By Mor Ahuvia, Threat Prevention Product Marketing Manager

Can you defend against zero day threats? Most organizations cannot. But with the right technology, organizations can not only detect more zero days, but also stave them off–without having to compromise on business agility or speed. Here is Part Four of our four part series, “Stopping Zero Days at the Speed of Business.” For Part 3, click here.

CISOs, IT and security practitioners are routinely challenged with balancing security and productivity. Adding layers of security often results in more user friction, a poor user experience, higher help desk overhead and business downtime. That is why, when it comes to unknown threats, organizations often resort to running their sandboxes in “detect-mode” rather than “prevent mode. This means that unknown emails and malware are let into the network, while their analysis continues in the background. By the time a verdict is reached, it is often too late, as the damage of the unknown threat has already been done.

So is zero-day attack prevention a zero-sum game?

It doesn’t have to be. And here is why.

Preemptive controls offer a seamless user experience

You want to keep users productive, and you don’t want to keep them waiting for a threat analysis verdict as they browse the web and open their email.

By pre-emptively removing risky content elements from web downloads and email attachments (for example, macros) you can ensure users remain productive while the original, unknown file is prevented from entering the network until a malicious or benign verdict is reached. It takes less than 1.5 seconds to deliver this type of risk-free content using threat extraction, so user workflows are not compromised; meanwhile your attack surface shrinks and your security posture is greatly enhanced.

As unknown threats account for 57% of malicious files reaching organizations, according to Check Point Research, an ounce of pre-emptive controls is worth a pound of cure.

To protect users from email-based fraud and phishing (sent with no attachment), all email aspects including links, sender, recipient and email language can be transparently vetted and blocked within seconds—thanks to the power of artificial intelligence (AI).

Threat analysis verdicts can be accurate and fast

To maintain productivity, analyzing unknown threats should not cause downtime or delays. Otherwise, IT and security teams will be asked to revert to ‘detect-mode.’ To this end, speed is paramount. And how do you reach speed?

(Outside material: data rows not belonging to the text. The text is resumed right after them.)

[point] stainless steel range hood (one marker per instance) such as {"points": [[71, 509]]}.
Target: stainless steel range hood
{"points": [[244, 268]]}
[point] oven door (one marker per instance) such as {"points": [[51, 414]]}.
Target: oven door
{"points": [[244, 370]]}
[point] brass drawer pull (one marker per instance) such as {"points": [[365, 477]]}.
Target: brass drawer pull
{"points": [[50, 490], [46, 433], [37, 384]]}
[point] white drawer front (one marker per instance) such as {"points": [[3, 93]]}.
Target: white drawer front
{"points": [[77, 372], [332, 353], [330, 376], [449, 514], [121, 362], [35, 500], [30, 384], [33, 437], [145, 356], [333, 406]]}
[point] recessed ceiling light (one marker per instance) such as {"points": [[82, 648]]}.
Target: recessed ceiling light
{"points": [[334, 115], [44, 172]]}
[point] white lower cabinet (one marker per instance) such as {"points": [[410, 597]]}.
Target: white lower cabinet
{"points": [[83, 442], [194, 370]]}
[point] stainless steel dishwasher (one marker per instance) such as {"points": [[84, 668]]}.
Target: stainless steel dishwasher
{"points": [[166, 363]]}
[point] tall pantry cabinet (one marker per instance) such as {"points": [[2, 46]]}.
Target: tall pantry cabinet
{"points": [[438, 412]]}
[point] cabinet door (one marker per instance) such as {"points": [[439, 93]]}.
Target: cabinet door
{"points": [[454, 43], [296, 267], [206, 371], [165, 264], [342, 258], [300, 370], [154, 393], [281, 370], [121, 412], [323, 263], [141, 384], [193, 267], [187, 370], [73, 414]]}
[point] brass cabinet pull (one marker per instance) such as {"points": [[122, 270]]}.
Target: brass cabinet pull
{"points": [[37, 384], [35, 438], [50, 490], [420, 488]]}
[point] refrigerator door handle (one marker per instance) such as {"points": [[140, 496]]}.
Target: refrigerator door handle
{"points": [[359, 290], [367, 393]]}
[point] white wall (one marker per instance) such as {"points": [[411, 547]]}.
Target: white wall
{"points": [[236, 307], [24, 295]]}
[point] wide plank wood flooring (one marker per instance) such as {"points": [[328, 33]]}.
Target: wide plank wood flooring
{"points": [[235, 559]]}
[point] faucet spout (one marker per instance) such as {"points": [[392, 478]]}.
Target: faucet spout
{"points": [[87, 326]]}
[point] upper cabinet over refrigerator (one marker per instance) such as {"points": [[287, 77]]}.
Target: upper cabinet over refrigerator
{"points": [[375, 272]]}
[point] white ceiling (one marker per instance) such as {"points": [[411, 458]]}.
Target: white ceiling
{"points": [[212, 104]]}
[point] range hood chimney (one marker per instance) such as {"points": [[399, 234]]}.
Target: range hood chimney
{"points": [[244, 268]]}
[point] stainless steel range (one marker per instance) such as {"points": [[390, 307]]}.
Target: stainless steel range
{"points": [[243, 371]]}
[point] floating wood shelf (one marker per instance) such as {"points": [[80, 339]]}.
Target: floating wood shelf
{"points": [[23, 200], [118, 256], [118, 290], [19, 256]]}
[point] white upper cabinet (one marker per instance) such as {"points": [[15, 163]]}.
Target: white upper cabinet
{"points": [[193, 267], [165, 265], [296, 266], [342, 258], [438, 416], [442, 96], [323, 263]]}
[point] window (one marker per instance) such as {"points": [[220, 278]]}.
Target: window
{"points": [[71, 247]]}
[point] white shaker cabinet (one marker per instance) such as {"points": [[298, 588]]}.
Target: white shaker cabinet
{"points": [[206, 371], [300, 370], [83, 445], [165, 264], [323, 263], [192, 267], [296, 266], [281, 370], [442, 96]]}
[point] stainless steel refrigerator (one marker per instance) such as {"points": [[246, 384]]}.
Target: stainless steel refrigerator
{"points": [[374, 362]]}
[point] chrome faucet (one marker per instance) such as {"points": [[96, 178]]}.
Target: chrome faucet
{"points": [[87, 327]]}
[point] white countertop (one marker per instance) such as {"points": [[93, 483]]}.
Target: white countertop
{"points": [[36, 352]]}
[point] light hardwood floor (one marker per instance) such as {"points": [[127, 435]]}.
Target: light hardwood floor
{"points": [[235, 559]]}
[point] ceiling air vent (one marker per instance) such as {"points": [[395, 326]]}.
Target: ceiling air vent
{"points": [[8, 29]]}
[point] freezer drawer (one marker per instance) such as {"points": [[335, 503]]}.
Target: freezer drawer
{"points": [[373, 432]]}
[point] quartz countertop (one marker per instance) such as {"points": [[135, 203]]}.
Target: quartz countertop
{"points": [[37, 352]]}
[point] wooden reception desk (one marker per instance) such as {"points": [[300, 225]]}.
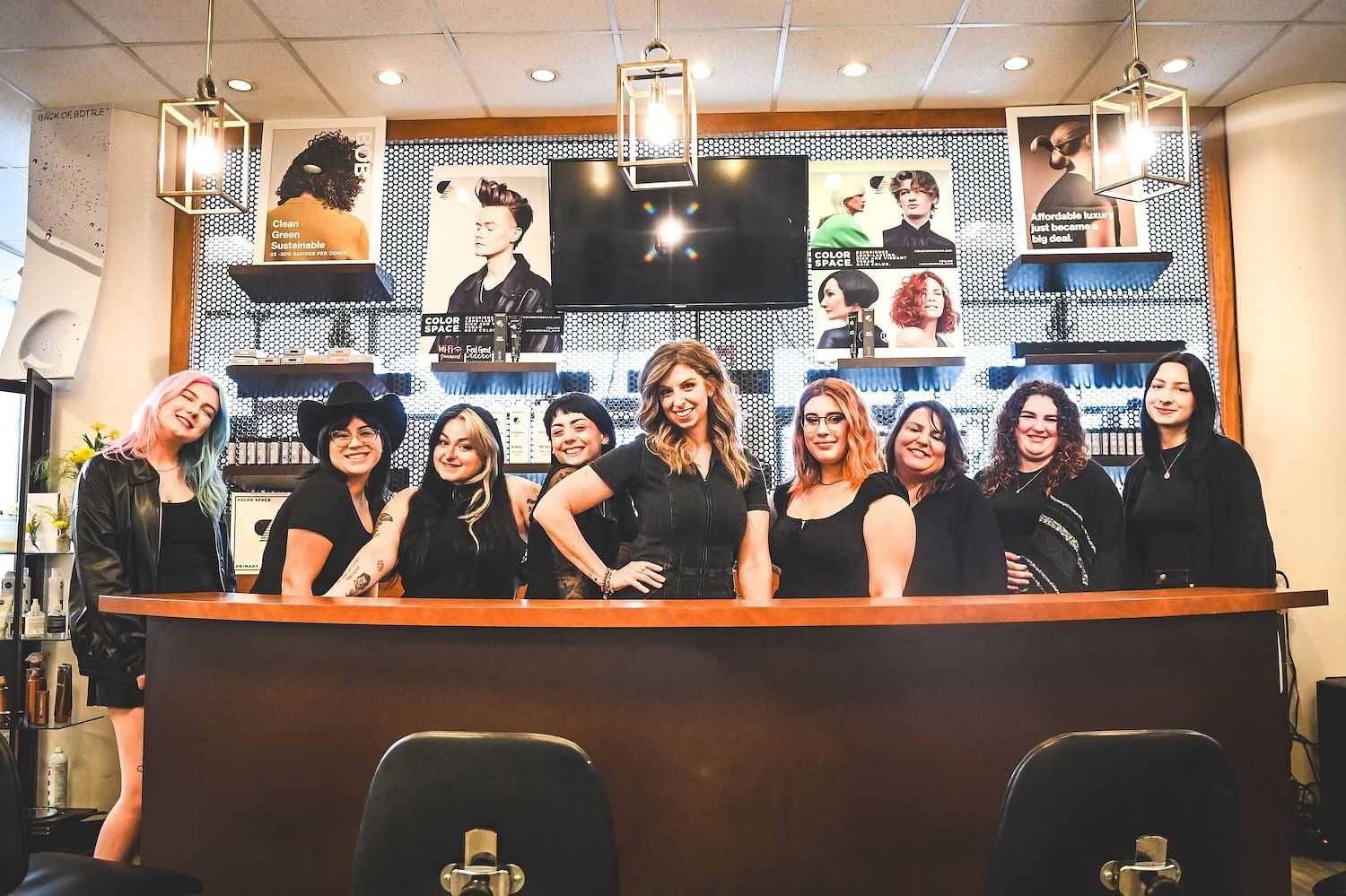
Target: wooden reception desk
{"points": [[746, 748]]}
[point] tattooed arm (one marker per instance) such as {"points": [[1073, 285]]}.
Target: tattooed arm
{"points": [[377, 559]]}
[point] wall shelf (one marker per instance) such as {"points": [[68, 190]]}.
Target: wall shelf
{"points": [[314, 282], [312, 381]]}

With data science, of course.

By utilizing a sequence of signature lookups, static code analysis and evasion-resistant threat emulation, AI engines can reach a malicious/benign verdict within just a few minutes. That verdict, specific to the analyzed file, can in turn be added as a new signature (e.g. MD5 or SHA hash) so that future encounters with that malicious file will result in its immediate blocking.

Leveraging AI engines that study the broader campaign associated with that malware file may yield a collection of broader malware campaign IoCs, such as C2 domains, IP addresses, and others.

By sharing the newly-identified malware signature and broader IoCs through a global threat intelligence network, organizations across the globe can block that very same threat—and other related threats—within seconds.

Management can be minimal

When it comes to setting up and optimizing network protection policies, complex and fragmented configuration, combined with tedious manual updates, may also contribute to downtime and loss of productivity.

This can be addressed with three-fold optimization:

  • Profile-based policies – By applying consistent best-practice policies to the same type of network segment, e.g. internal network, guest network, perimeter etc. the time required to set up policies can be slashed by up to 70%.
  • Automated policy updates – To ensure that policies are always up to date based on the latest vulnerabilities and technology, these can be pushed automatically in the background, removing the need to push policies manually.
  • Automated optimization of protections – Different network segments operate with different protocols, OSs and applications. To ensure optimized performance, including bandwidth and CPU consumption, controls such as IPSs can be continually and automatically optimized to only include and update protections relevant for a given segment.